The National Centre for Nuclear Robotics (NCNR)


Principal Investigator: Kaspar ALTHOEFER
Co-investigator(s): Andrea Cavallaro, Lorenzo JAMONE, Ildar FARKHATDINOV, Miles Hansard and Stefan Poslad
Funding source: EPSRC Engineering and Physical Sciences Research Council
Start: 02-10-2017  /  End: 30-04-2021
Amount: £1,020,239

Nuclear facilities require a wide variety of robotics capabilities, engendering a variety of extreme RAI challenges. NCNR brings together a diverse consortium of experts in robotics, AI, sensors, radiation and resilient embedded systems, to address these complex problems. In high gamma environments, human entries are not possible at all.
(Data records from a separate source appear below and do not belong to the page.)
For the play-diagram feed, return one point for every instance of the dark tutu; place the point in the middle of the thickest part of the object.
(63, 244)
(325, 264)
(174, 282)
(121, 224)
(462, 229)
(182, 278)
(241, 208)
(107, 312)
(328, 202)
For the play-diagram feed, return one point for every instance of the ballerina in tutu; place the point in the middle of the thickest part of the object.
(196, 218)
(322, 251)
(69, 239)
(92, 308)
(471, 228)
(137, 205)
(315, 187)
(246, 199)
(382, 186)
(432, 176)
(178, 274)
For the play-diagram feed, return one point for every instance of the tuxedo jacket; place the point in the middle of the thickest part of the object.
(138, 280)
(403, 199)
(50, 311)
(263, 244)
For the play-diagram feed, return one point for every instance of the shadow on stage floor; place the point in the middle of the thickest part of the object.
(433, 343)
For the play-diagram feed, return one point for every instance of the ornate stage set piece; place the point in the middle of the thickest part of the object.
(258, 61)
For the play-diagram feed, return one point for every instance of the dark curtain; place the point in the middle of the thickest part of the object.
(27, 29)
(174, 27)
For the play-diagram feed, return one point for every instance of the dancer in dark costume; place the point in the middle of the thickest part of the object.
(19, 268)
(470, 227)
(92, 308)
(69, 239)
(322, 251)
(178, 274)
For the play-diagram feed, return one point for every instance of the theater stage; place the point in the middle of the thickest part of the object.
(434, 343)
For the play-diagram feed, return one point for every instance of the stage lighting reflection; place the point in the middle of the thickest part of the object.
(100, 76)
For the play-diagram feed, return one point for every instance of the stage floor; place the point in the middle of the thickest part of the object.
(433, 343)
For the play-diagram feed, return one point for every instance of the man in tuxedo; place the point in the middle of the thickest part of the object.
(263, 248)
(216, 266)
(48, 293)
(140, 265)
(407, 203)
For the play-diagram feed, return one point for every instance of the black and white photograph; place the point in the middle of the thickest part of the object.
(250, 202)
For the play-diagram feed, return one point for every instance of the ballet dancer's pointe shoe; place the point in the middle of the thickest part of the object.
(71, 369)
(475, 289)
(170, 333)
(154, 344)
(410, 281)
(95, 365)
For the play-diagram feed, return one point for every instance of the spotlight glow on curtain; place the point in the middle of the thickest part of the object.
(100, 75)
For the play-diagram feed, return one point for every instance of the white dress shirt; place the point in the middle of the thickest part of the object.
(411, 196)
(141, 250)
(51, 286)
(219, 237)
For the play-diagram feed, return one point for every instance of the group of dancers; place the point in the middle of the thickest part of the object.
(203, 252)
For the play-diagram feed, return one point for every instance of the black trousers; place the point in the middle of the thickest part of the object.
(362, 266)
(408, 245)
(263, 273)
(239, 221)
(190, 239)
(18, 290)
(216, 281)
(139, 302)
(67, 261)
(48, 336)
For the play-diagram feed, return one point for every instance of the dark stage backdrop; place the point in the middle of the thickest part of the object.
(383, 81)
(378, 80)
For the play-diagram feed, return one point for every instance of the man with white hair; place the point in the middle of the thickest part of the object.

In alpha-contaminated environments, air-fed suited human entries are possible, but engender significant secondary waste (contaminated suits), and reduced worker capability. We have a duty to eliminate the need for humans to enter such hazardous environments wherever technologically possible. Hence, nuclear robots will typically be remote from human controllers, creating significant opportunities for advanced telepresence. However, limited bandwidth and situational awareness demand increased intelligence and autonomous control capabilities on the robot, especially for performing complex manipulations. Shared control, where both human and AI collaboratively control the robot, will be critical because i) safety-critical environments demand a human in the loop, however ii) complex remote actions are too difficult for a human to perform reliably and efficiently.